Tuesday, May 07, 2013
Sandler, Travis & Rosenberg Trade Report

In a May 3 decision, the Court of Appeals for the Federal Circuit remanded a court case concerning post-entry claims of NAFTA preferential duty treatment under 19 USC 1520(d).

In the test case Ford Motor Company v. U.S., the Court of International Trade ruled in 2011 that U.S. Customs and Border Protection properly denied Ford’s post-entry duty refund claims for certain shipments of automotive parts from Canada because the associated certificates of origin were not submitted within one year of the date of importation. The CAFC agreed, pointing to “the clear obligation imposed by the NAFTA provisions and statute to file [claims] – including the relevant COs – within one year.” The court therefore asserts that “submission of the relevant COs within one year of importation is a substantive requirement of 1520(d) and that a claim may be denied if the COs have not been filed within that time and the requirement to file them has not been waived.”

The CAFC also upheld the CIT’s determination that Ford’s failure to timely file the COs cannot be excused by 19 CFR 10.112, which provides that whenever a free entry or a reduced duty document, form or statement required to be filed in connection with the entry is not filed at the time of the entry or within the period for which a bond was filed for its production, but failure to file was not due to willful negligence or fraudulent intent, such document, form or statement may be filed at any time prior to liquidation of the entry or, if the entry was liquidated, before the liquidation becomes final. “Section 1520(d) unambiguously requires the COs to be submitted within one year,” the court said, and courts must give effect to the unambiguously expressed intent of Congress. (One of the justices hearing the case disagreed, finding the CO to be a claim supporting document, not a claim notice document, and therefore not required to be filed within one year.)

Nevertheless, the court notes, NAFTA allows CBP to waive the one-year CO filing requirement, which it has done (a) in 19 CFR 181.22(d)(1) for non-commercial imports, commercial imports valued at less than $2,500, and imports for which the port director has indicated in writing that he/she is satisfied of the good’s NAFTA eligibility, and (b) through the reconciliation program.

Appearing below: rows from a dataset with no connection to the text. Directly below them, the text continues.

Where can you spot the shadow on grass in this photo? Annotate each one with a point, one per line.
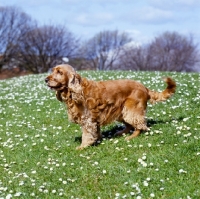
(109, 133)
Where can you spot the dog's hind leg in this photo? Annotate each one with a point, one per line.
(127, 129)
(134, 114)
(90, 134)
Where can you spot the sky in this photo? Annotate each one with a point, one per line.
(142, 19)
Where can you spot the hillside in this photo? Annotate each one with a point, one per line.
(39, 160)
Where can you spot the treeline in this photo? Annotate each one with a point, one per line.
(26, 45)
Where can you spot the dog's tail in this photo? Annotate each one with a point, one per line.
(164, 95)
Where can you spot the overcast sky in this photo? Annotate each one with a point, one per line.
(143, 19)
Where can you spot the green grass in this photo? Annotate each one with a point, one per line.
(37, 145)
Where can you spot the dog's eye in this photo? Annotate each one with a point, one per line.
(60, 72)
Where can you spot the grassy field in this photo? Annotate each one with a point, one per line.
(37, 145)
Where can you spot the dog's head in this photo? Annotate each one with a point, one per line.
(63, 77)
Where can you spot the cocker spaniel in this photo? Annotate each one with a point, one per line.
(93, 104)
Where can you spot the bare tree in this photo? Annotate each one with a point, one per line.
(173, 52)
(44, 47)
(13, 25)
(101, 51)
(133, 58)
(167, 52)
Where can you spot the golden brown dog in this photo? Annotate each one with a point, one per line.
(93, 104)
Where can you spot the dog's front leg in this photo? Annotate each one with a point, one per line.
(90, 133)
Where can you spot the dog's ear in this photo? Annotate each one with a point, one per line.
(58, 96)
(75, 82)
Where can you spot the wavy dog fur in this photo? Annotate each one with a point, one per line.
(93, 104)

At the time of the entry in question Ford had not obtained a written waiver pursuant to the first provision and the reconciliation program was not yet in effect, leading the CIT to dismiss Ford’s argument that CBP was required to waive the one-year deadline.

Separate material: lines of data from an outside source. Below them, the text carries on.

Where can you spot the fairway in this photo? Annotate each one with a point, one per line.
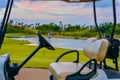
(19, 50)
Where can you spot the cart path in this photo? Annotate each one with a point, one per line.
(33, 74)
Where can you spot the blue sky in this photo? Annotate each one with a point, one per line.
(32, 11)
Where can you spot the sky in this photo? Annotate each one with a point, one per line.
(54, 11)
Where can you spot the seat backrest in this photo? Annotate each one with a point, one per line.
(96, 48)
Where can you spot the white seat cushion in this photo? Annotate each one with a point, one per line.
(61, 69)
(96, 48)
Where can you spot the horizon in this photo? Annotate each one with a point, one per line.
(39, 11)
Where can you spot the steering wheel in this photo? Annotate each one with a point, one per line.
(44, 43)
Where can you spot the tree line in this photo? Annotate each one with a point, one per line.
(64, 30)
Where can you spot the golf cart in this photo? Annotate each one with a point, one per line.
(97, 49)
(58, 69)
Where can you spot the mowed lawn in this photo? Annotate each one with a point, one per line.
(19, 50)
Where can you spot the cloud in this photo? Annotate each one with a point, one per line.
(35, 10)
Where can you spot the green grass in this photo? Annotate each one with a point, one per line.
(18, 51)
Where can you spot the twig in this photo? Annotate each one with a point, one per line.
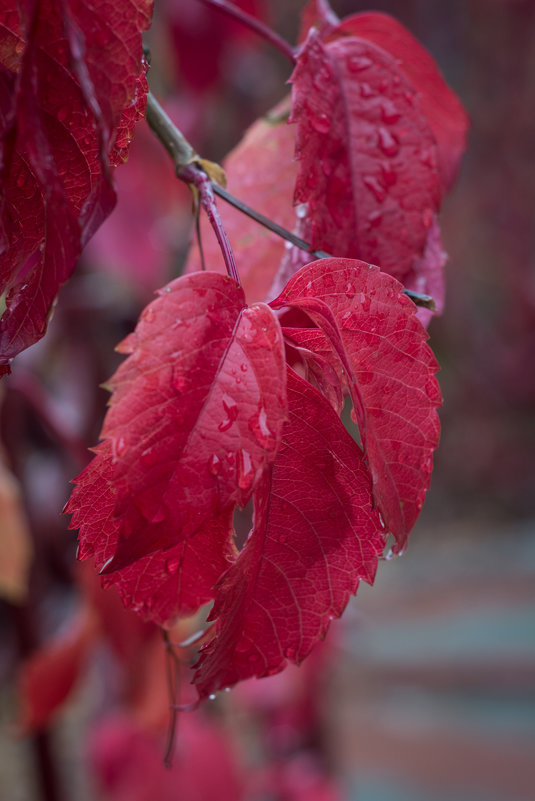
(254, 25)
(189, 168)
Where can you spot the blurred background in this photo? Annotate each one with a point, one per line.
(425, 690)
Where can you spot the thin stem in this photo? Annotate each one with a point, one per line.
(189, 168)
(169, 135)
(269, 224)
(31, 390)
(194, 175)
(254, 25)
(173, 671)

However, the CAFC points out that the reconciliation program had been announced at the time of the entry at issue and was modified to waive the CO requirement for post-entry refunds before CBP denied Ford’s claim for a refund on this entry. In addition, while CBP in Detroit was denying Ford’s post-entry refund claims for failure to timely file the COs, CBP officials in Buffalo, Laredo and El Paso were processing and refunding Ford’s claims where Ford did not file the COs within one year of entry. The court is therefore remanding this case to the CIT to determine whether there is a reasonable explanation for the differing treatment of Ford’s claims depending on whether they were filed on paper or electronically and on the port at which port they were filed.